In future releases, those categories will allow automated actions such as deleting inactive projects. We will enable this on our demo instance in order to purge any test data uploaded by users after some time.
Worker configurations
Significant progress has been made on the new worker configuration format. The complete specification is now publicly available on our documentation website. Workers using this new format can now be validated and imported into Arkindex, but they cannot yet be executed. This release includes the necessary changes to then get the Base Worker project to start supporting this new format.
A new teklia-worker-configuration Python package is available on PyPI. This project provides a command-line utility named worker-validator which can convert files written in the previous configuration format into the new one, as well as validate files that are already written in the new format.
A new ImportWorkerVersion API endpoint has been introduced to receive a YAML file that defines a worker in this new format, then create or update a worker and a worker version. The latest version of the Arkindex CLI can now validate and publish these new versions using the new arkindex worker import subcommand.

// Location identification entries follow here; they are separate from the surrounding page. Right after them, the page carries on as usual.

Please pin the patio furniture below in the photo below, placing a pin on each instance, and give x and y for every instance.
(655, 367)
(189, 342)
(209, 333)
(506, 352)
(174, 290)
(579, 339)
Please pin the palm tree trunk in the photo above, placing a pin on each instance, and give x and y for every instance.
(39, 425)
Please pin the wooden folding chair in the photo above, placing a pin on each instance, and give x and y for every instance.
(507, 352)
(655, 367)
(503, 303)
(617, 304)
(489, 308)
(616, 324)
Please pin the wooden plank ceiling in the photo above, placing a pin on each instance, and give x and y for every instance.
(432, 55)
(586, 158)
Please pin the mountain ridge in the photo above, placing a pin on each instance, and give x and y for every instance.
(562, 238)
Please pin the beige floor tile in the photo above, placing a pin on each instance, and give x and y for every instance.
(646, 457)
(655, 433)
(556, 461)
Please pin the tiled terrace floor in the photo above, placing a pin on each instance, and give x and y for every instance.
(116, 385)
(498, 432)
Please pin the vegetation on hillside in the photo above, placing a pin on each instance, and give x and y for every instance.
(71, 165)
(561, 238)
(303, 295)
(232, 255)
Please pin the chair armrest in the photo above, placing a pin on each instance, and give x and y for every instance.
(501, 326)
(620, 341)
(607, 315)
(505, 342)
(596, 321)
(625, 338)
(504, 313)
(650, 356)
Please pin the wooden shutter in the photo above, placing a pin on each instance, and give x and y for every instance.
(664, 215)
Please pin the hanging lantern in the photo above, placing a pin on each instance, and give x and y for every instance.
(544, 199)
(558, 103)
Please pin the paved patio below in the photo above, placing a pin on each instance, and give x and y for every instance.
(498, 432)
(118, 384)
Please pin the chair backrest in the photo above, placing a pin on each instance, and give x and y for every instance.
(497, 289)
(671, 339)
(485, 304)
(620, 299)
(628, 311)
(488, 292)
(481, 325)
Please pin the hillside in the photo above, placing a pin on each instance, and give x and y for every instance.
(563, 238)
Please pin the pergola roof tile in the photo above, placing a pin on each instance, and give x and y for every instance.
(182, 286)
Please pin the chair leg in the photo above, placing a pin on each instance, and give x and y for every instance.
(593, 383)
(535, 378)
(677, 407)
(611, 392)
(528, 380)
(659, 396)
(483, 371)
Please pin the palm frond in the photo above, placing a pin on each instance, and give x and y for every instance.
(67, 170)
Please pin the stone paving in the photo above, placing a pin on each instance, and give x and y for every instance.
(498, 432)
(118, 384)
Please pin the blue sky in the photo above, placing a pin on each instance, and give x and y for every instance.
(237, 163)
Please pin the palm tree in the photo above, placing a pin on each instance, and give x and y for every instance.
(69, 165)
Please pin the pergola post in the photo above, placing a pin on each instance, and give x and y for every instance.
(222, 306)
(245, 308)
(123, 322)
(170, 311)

Workers imported through this new system can be added to a process and configured through the new configuration form, with new field types and better error validation.
Process execution
The integrity of model versions is now verified after they are downloaded and before any task starts. Any issue that occurs when both downloading and checking a model version is now more explicitly shown in the task’s logs. The API changes made to allow for this also pave the way for future improvements in Enterprise Edition which could speed up processes using large models and reduce disk usage.
A new experimental StartWorkerActivity API endpoint has been introduced. This endpoint allows a worker running within a Ponos task to request the next element to process, without needing an JSON file of elements generated by an initialisation task. This will provide a more efficient way to process elements in multiple chunks, as chunks on faster servers could ask for more elements than the slower ones.
API removals
Some deprecated or unused parts of the API have been removed in this release:
-
The support for worker version IDs in
UpdateWorkerActivitywas deprecated since Arkindex 1.5.1 and has been removed. -
The
hashattribute on images has been removed. To create an image throughCreateImage, thepathis now required. -
The
s3_read_only_bucketoption has been removed from image servers. This option no longer has any effect without ahashon images. -
The
CreateIIIFInformationAPI endpoint has been removed. You can useCreateIIIFURLinstead, specifying the URL of the image directly instead of having to retrieve its metadata yourself.
Bug fixes
-
Confidence scores of 0% are now shown on elements and transcriptions.
-
The Esc key now cancels rectangle creation or polygon edition just like it cancels polygon creation.
-
In Community Edition, executing a task will now properly add a
finisheddate on the process when all tasks of the process are finished. -
Uploading a model version using the
arkindex upload model_versioncommand now identifies it as a.tar.zstarchive, allowing the model versions to work exactly the same as they would be when they are uploaded througharkindex models publish.
Upgrade notes
To upgrade a development instance, follow this documentation.
To upgrade a production instance, you need to:
-
Deploy this release’s Docker image:
registry.gitlab.teklia.com/arkindex/backend:1.9.1 -
Run the database migrations:
docker exec ark-backend arkindex migrate -
Update the system workers:
docker exec ark-backend arkindex update_system_workers
The main changes impacting developers and system administrators are detailed below.
Default corpus category setting
A concept of categories has been added to corpora. The data migrations will automatically create a default category to apply to each corpus.
A new default_corpus_category setting has been added to manually specify the default corpus category by its slug. The category must exist in the database. Otherwise, a new W016 warning will occur. The default value for this setting is default, which is the slug for the automatically created default category.